1Forts des différentes facettes pouvant modeler une figure possible et actuelle d’une « vie en poésie » (poète, essayiste, traducteur, directeur de la collection « Poésie » chez Flammarion depuis 1994 pour le premier [2], poète et traductrice également, revuiste, chercheuse en littérature, enseignante à Telecom-Paristech pour la seconde [3]), Yves Di Manno et Isabelle Garron ont publié début 2017 Un Nouveau monde. L’ouvrage, qui fera date assurément (il balaye cinq décennies de production et de réflexion poétiques – avec un millier d’auteurs cités – sur plus de 1500 pages !), se présente comme un « passage anthologique » : non pas une simple compilation d’auteurs et de textes (même si on peut y retrouver des notices détaillées et de larges extraits de livres d’une centaine de poètes), mais un cheminement dans « l’histoire littéraire » récente, « une traversée de ce vaste continent » (p. 29) qu’est l’écriture poétique contemporaine, afin de découvrir le « nouveau monde » que les poèmes laissent entrevoir. Un livre des « passages » (p. 13), donc, déroulé selon la chronologie et la logique d’un « récit » permettant « la mise en perspective des différents courants ayant participé à l’émergence [du] paysage » poétique actuel, « un récit répertoriant les étapes majeures de cette édification collective […] tout en mettant l’accent sur certains arpentages solitaires » (p. 10). Si les deux auteurs ne cachent pas les partis pris qui sont les leurs et la « grille » (p. 26) [4] propre à ce « récit-cadre » (p. 23) (un « récit » et des choix qui n’ont pas manqué d’être discutés çà et là – mais les auteurs eux-mêmes en appellent à la multiplicité (p.29) des approches), on ne peut que souligner l’amplitude du projet et du panorama ainsi construit, l’aspect dynamique, labile, fécond, qu’ils donnent au croisement des « deux axes de l’ouvrage (l’histoire, l’anthologie) » (p. 23) et surtout la force de l’invite qu’ils lancent au lecteur : faire de la pluralité des voix offertes ici (les « poésies » : le pluriel du sous-titre est à relever) un « espace matériel et mental » (p. 29) dans lequel les textes jouent les uns avec, contre, pour les autres ; et espérer que les poèmes ainsi réunis, comme ils le disent si bien, « seront lus par des yeux à venir » (p. 1149) !

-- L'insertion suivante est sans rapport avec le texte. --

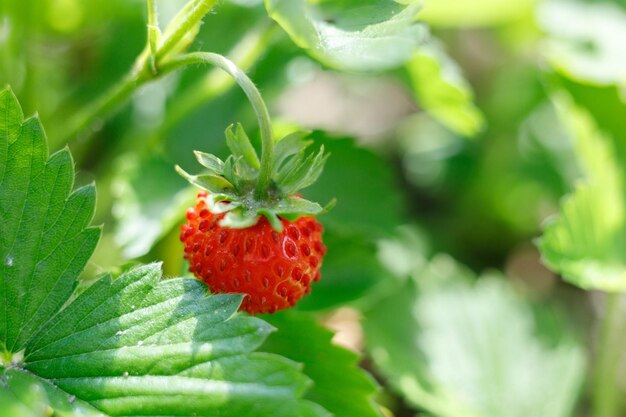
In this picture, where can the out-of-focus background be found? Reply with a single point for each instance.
(447, 160)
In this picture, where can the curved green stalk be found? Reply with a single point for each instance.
(265, 124)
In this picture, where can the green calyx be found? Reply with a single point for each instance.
(234, 184)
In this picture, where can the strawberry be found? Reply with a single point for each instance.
(275, 269)
(250, 232)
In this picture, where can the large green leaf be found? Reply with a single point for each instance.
(142, 345)
(340, 385)
(367, 35)
(369, 198)
(466, 349)
(584, 242)
(134, 345)
(44, 239)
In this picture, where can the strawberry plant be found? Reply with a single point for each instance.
(299, 208)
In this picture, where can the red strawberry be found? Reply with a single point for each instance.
(275, 269)
(251, 232)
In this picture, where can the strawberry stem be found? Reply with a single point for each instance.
(254, 96)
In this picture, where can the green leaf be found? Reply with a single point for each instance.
(44, 239)
(134, 345)
(239, 144)
(140, 344)
(370, 35)
(340, 386)
(453, 13)
(213, 183)
(290, 145)
(149, 200)
(305, 173)
(584, 242)
(211, 162)
(296, 206)
(26, 395)
(442, 91)
(579, 49)
(473, 349)
(370, 201)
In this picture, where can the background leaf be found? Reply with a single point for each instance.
(442, 91)
(368, 35)
(472, 349)
(582, 242)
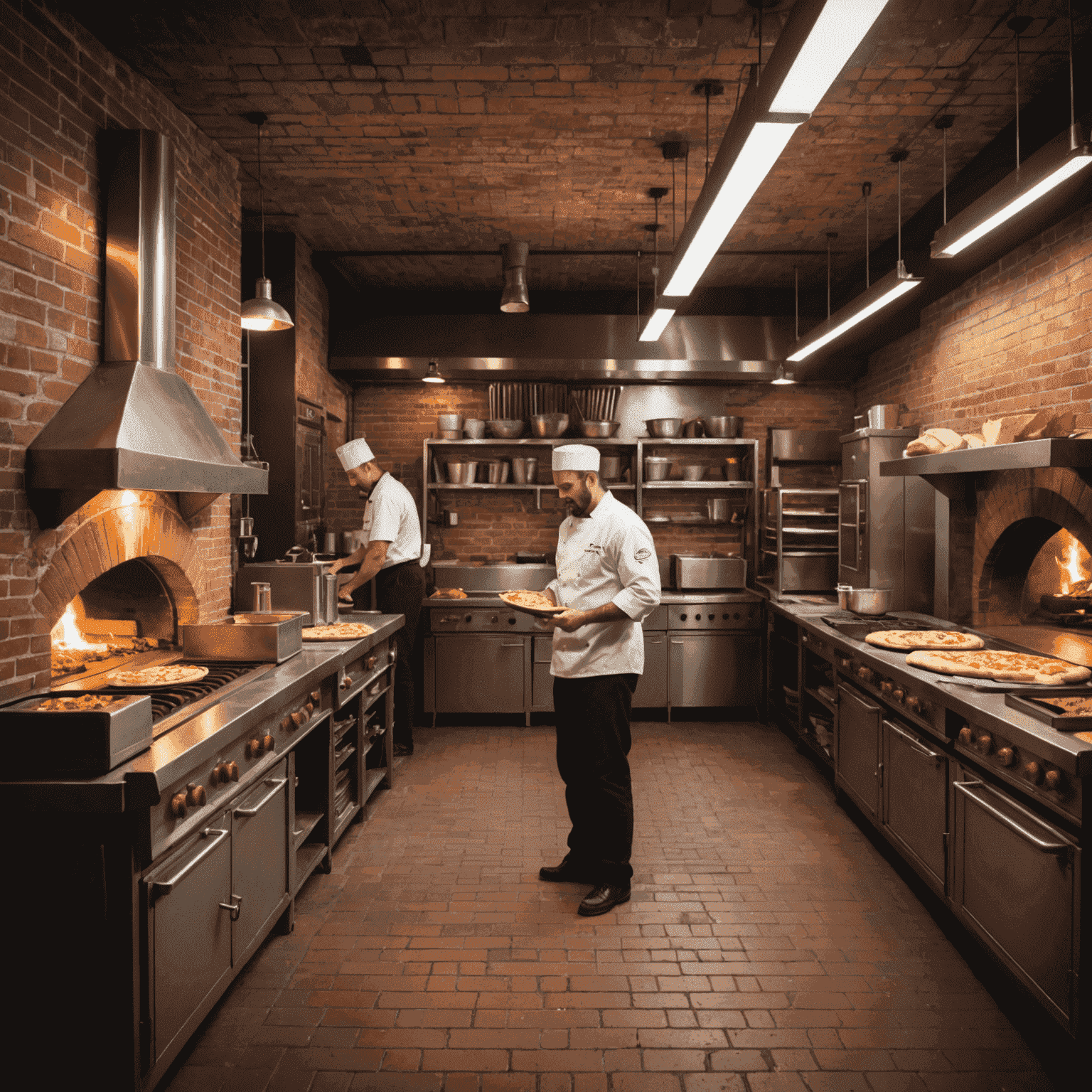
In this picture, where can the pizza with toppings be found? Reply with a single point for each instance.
(340, 631)
(536, 603)
(904, 640)
(162, 675)
(1005, 666)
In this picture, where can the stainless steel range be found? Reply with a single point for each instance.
(984, 801)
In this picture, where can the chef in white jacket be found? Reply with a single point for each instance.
(609, 581)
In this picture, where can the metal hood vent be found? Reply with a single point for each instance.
(572, 348)
(134, 423)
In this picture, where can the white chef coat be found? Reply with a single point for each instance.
(605, 557)
(391, 517)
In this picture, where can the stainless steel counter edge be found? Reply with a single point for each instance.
(668, 599)
(198, 739)
(984, 710)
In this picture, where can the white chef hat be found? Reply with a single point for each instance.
(355, 454)
(576, 456)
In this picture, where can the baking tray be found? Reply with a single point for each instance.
(41, 743)
(272, 637)
(1037, 702)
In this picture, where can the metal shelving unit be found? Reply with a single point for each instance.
(636, 488)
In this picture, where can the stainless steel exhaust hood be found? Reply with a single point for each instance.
(574, 348)
(134, 423)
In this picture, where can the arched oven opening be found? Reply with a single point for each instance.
(124, 611)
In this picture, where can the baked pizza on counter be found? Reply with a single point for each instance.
(1004, 666)
(904, 640)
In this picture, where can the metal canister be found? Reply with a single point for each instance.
(263, 599)
(330, 596)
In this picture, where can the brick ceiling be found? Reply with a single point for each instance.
(458, 124)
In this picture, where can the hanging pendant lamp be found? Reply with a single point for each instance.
(262, 313)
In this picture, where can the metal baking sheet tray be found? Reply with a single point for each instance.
(1037, 703)
(38, 742)
(273, 636)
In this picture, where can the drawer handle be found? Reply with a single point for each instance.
(1056, 847)
(269, 796)
(914, 743)
(165, 887)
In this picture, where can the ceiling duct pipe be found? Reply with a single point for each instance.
(134, 423)
(515, 299)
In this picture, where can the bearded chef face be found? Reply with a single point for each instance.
(574, 489)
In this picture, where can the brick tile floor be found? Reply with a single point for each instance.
(768, 947)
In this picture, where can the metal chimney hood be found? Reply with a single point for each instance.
(566, 348)
(134, 423)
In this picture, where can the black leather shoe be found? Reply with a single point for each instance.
(564, 873)
(602, 899)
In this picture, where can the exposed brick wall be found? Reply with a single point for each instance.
(58, 90)
(1015, 338)
(493, 527)
(314, 380)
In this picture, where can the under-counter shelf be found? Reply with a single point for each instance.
(306, 821)
(307, 860)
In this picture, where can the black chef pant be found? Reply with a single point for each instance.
(401, 590)
(593, 742)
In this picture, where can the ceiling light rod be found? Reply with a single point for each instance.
(814, 47)
(1051, 165)
(943, 124)
(262, 314)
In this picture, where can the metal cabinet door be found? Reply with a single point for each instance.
(480, 673)
(259, 857)
(856, 749)
(915, 802)
(652, 686)
(714, 670)
(189, 931)
(1016, 882)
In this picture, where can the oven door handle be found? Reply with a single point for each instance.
(1056, 847)
(165, 887)
(916, 744)
(269, 796)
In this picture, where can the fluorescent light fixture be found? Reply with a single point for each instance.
(882, 294)
(814, 46)
(840, 28)
(1043, 171)
(656, 323)
(759, 153)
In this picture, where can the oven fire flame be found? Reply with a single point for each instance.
(67, 635)
(1073, 572)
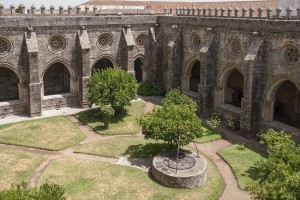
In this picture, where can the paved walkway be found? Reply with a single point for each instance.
(230, 189)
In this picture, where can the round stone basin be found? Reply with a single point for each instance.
(188, 171)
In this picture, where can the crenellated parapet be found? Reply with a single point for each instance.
(251, 12)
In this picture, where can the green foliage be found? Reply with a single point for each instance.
(175, 97)
(19, 9)
(21, 191)
(233, 122)
(175, 122)
(107, 113)
(159, 91)
(146, 88)
(279, 175)
(112, 86)
(214, 122)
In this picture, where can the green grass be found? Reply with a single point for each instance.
(133, 146)
(16, 166)
(97, 180)
(242, 163)
(53, 133)
(209, 135)
(123, 123)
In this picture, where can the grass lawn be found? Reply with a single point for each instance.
(242, 163)
(97, 180)
(133, 146)
(53, 133)
(122, 124)
(208, 136)
(16, 166)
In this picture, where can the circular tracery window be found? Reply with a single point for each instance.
(196, 41)
(105, 40)
(234, 48)
(5, 46)
(141, 40)
(289, 55)
(57, 43)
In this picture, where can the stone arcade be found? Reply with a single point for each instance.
(242, 63)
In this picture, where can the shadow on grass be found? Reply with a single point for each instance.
(252, 173)
(95, 117)
(148, 150)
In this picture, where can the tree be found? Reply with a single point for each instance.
(111, 89)
(175, 123)
(278, 176)
(21, 191)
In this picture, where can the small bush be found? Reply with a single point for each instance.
(21, 191)
(146, 88)
(214, 121)
(233, 122)
(159, 91)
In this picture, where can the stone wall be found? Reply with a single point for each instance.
(265, 50)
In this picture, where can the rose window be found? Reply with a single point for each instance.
(3, 46)
(57, 43)
(141, 40)
(234, 47)
(291, 55)
(105, 40)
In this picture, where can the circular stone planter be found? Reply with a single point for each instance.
(188, 171)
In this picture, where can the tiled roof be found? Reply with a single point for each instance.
(158, 6)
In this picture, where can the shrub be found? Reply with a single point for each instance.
(233, 122)
(175, 97)
(278, 176)
(107, 113)
(21, 191)
(146, 88)
(159, 91)
(175, 122)
(214, 121)
(112, 86)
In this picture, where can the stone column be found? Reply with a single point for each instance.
(208, 65)
(84, 76)
(250, 121)
(35, 101)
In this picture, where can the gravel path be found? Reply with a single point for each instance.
(230, 188)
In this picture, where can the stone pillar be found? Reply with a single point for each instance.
(250, 120)
(85, 72)
(208, 65)
(33, 9)
(217, 12)
(269, 10)
(61, 10)
(12, 9)
(244, 12)
(35, 101)
(52, 9)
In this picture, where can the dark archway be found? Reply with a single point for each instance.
(102, 64)
(195, 77)
(138, 69)
(235, 88)
(9, 85)
(287, 104)
(56, 79)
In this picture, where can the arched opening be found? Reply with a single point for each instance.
(56, 79)
(287, 104)
(9, 85)
(138, 69)
(234, 88)
(102, 64)
(195, 77)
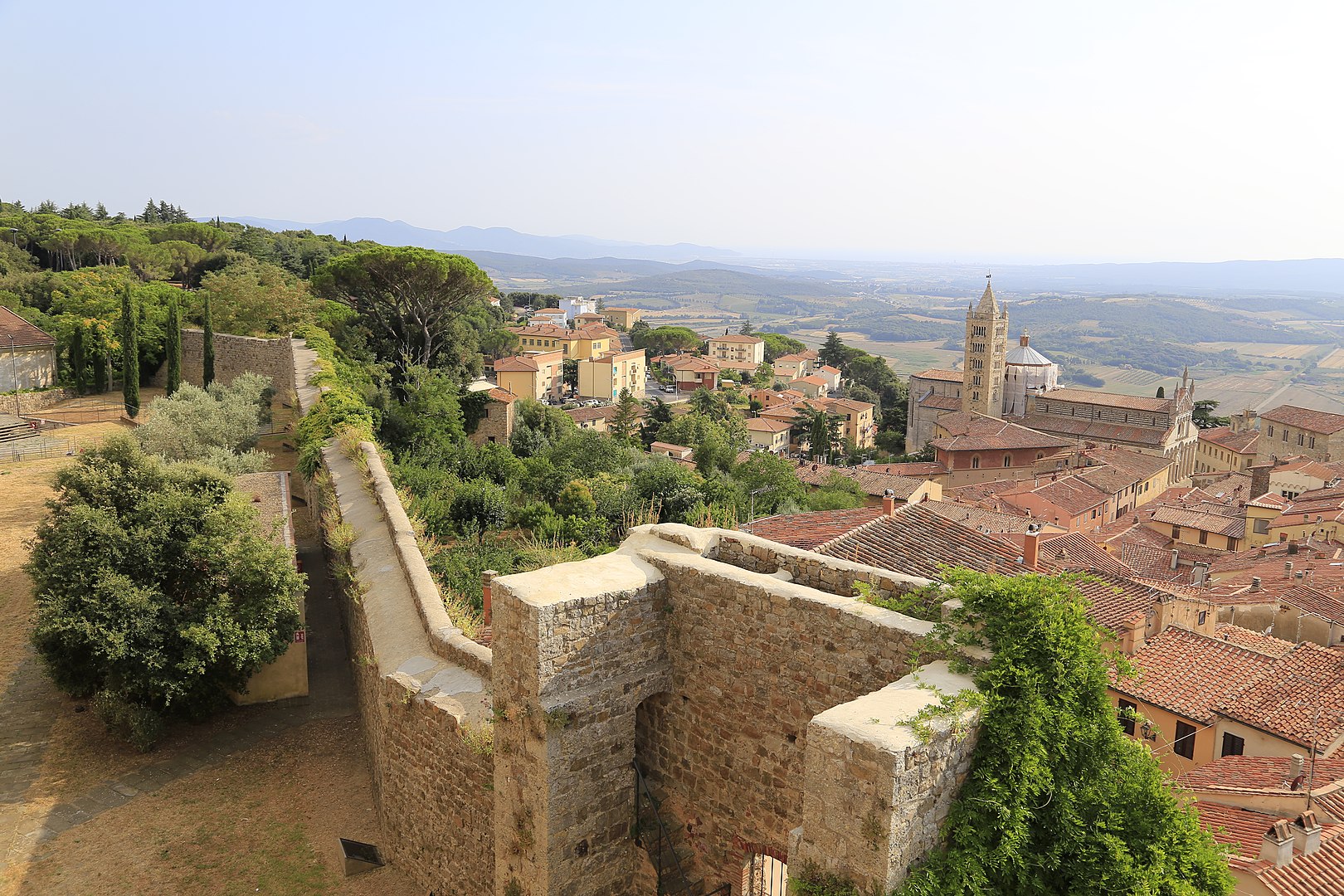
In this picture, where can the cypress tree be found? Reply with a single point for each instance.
(173, 348)
(207, 356)
(78, 368)
(129, 355)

3YM : Puisque vous notez bien, dès le « Vestibule » (l’introduction) de votre ouvrage, que « [vous] assum[ez] pleinement la part subjective (et non pas arbitraire) que supposait une telle entreprise » (p. 25), et puisque vous êtes tous deux des acteurs du paysage poétique que vous décrivez, pouvez-vous raconter comment s’est passée, à titre personnel, votre rencontre avec la poésie contemporaine, celle qui s’écrit et se lit au moment même où vous découvrez ce « nouveau monde » ?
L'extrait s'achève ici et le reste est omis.